# Doorway on the Taos Pueblo



## The_Traveler (Dec 14, 2006)

Doorway on the Taos Pueblo.
I took this because of the multiple elements that reflect the traditions of Native Americans, including their ways of homebuilding, decorative arts, love of nature and history of amazing patriotism and service to the country.


----------



## digital flower (Dec 14, 2006)

Great shot! I love Taos Pueblo I could shoot pictures there for a couple of weeks.


----------



## Sw1tchFX (Dec 14, 2006)

I think you could have made this better by staniding directly in front of it and having only the design elements in it. The angle just really annoys me.


----------



## The_Traveler (Dec 14, 2006)

Sw1tchFX said:
			
		

> I think you could have made this better by staniding directly in front of it and having only the design elements in it. The angle just really annoys me.



Sorry, I don't think so.  

Too much sun would be coming from the left, no interesting reflections in the small window and the flag in the door would just look flat without the light and shadows on the glass that give it interest.

TT


----------



## Sw1tchFX (Dec 20, 2006)

The_Traveler said:
			
		

> Sorry, I don't think so.
> 
> Too much sun would be coming from the left, no interesting reflections in the small window and the flag in the door would just look flat without the light and shadows on the glass that give it interest.
> 
> TT


ok. as long as you're happy, that's what counts.


----------



## Soocom1 (Dec 20, 2006)

As one who lives in NM, I can tell you that the adobe and white paint aspect is wonderful. That is classic spanish, the adobe is obviously Native along with the hand prints, and the US flag personifies it all. Great shot!!!


----------



## The_Traveler (Dec 20, 2006)

Thanks you for the comments.
This is probably one of my all-time favorite pictures.  It is very difficult to separate personal attachment from critical sense so I just give in and like this one.


----------



## Ripnowell45 (Dec 20, 2006)

Wow I really love this print amazing detail in the walls and colors... Great job


----------



## terri (Dec 21, 2006)

First rate.

You obviously had beautiful exposure here, since you were battling with those reflections as well as very strong sunlight, as is evident by the tree trunk on the left. Well done.

The texture, the mood and feel of this image is very moving to me. I love it. :thumbup:


----------



## JonK (Dec 22, 2006)

love it! and i'm diggin the funky reflection in the window.....i'm in with the angle too :thumbsup:


----------



## bnz506 (Dec 22, 2006)

I love this picture,  This place looks familiar I think I have been here before.


----------



## The_Traveler (Dec 22, 2006)

This building is on the Taos Indian Nation just a few miles outside of Taos, New Mexico.


----------



## oldnavy170 (Dec 22, 2006)

I actually like the angle you took with this photo.  I feel that the objection of this photo is more then just the door but the whole style of the door, porch, window!!!  Really great shot.  You should be proud of this one!!!!


----------



## MrMatthieu (Dec 25, 2006)

Sw1tchFX said:
			
		

> I think you could have made this better *by staniding directly in front of it* and having only the design elements in it. The angle just really annoys me.


 
hello,
I desagree with this, by taking it directly in front, and with this light we will have seen his reflect on the door, I photographer on the picture is not really usefeull :mrgreen: 
Nevertheless  Sw1tchFx, I understand your point , because having doors and walls not parallel to pictures border is always womething that disturbs me .
I want to say the picture is nice like this:
- nice color
- nice symbol as explained by you ( hand and US flag)

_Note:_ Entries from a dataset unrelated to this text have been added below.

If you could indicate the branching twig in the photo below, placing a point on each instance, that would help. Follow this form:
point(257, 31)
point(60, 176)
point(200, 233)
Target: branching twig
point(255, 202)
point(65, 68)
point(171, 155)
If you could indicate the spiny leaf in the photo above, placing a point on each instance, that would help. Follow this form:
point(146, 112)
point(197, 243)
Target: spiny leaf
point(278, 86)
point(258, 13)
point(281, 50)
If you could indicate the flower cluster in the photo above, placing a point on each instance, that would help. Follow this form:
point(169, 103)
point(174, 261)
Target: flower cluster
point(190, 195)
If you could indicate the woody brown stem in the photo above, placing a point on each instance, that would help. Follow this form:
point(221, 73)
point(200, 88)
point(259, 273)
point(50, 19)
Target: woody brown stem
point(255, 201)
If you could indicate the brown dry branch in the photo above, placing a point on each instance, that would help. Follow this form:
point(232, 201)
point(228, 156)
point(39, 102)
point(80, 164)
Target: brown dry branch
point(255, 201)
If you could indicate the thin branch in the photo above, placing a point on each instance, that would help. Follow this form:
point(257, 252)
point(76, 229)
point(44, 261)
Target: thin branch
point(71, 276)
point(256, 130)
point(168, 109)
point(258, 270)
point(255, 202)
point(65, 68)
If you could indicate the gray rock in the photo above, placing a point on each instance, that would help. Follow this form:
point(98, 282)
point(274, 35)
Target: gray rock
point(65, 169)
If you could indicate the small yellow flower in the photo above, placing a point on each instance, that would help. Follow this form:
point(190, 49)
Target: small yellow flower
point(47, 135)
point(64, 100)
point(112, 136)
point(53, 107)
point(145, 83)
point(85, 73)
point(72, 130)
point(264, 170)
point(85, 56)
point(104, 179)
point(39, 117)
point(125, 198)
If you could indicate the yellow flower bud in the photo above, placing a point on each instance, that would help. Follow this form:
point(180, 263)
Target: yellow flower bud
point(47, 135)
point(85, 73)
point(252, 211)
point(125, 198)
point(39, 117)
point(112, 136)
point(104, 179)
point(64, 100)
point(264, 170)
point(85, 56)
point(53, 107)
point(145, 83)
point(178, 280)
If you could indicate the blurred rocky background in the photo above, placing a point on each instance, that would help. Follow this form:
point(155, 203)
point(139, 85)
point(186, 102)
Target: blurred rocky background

The angle is adapted to the condition you had at this time even if not ideal.

But, for me, something is missing on the picture to keep my eye on it and make it more attractive... I just imagine it with a cat , dog, old people, a toy, anything which will help you to make the composition of the picture more attractive.

Matthieu


----------



## The_Traveler (Dec 25, 2006)

MrMatthieu said:
			
		

> But, for me, something is missing on the picture to keep my eye on it and make it more attractive... I just imagine it with a cat , dog, old people, a toy, anything which will help you to make the composition of the picture more attractive.



Thank you for your comment. Although it would have good to have some additional object of interest, like a person on the porch, there was none there and I don't believe in the 'construction' of a scene so  I settled for what was there.

Thanks again.

L


----------